Psychiatric and nervous system disorders comprised the most frequent (>5%) treatment emergent adverse reactions observed with zolpidem versus placebo and included dizziness (23.5% vs. 1.5%), headache (12.5% vs. 9.2%), and hallucinations reported in 7% of the pediatric patients who received zolpidem; none of the pediatric patients who received placebo reported hallucinations [see Warnings and Precautions].

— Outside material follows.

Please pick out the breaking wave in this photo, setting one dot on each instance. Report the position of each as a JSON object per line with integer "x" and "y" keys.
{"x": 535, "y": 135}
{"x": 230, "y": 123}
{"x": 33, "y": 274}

A total of 154 patients in U.S. controlled clinical trials and 897 patients in non-U.S. clinical trials who received oral zolpidem were ≥60 years of age. For a pool of U.S. patients receiving zolpidem tartrate at doses of ≤10 mg or placebo, there were three adverse events occurring at an incidence of at least 3% for zolpidem and for which the zolpidem incidence was at least twice the placebo incidence (i.e., they could be considered drug-related).
A total of 30/1,959 (1.5%) non-U.S. patients receiving zolpidem tartrate reported falls, including 28/30 (93%) who were ≥70 years of age. Of these 28 patients, 23 (82%) were receiving zolpidem doses >10 mg. A total of 24/1,959 (1.2%) non-U.S. patients receiving zolpidem reported confusion, including 18/24 (75%) who were ≥70 years of age. Of these 18 patients, 14 (78%) were receiving zolpidem doses >10 mg.
The dose of Edluar in elderly patients is 5 mg to minimize adverse effects related to impaired motor and/or cognitive performance and unusual sensitivity to sedative/hypnotic drugs [see Dosage and Administration (2), Warnings and Precautions Clinical Pharmacology and Clinical Studies].
Gender Difference in Pharmacokinetics
Women clear zolpidem tartrate from the body at a lower rate than men, Cmax and AUC parameters of zolpidem were approximately 45% higher at the same dose in female subjects compared with male subjects. Given the higher blood levels of zolpidem tartrate in women compared to men at a given dose, the recommended dose of Edluar for adult women is 5 mg, and the recommended dose for adult men is 5 or 10 mg.
In geriatric patients, clearance of zolpidem is similar in men and women. The recommended dose of Edluar in geriatric patients is 5 mg regardless of gender.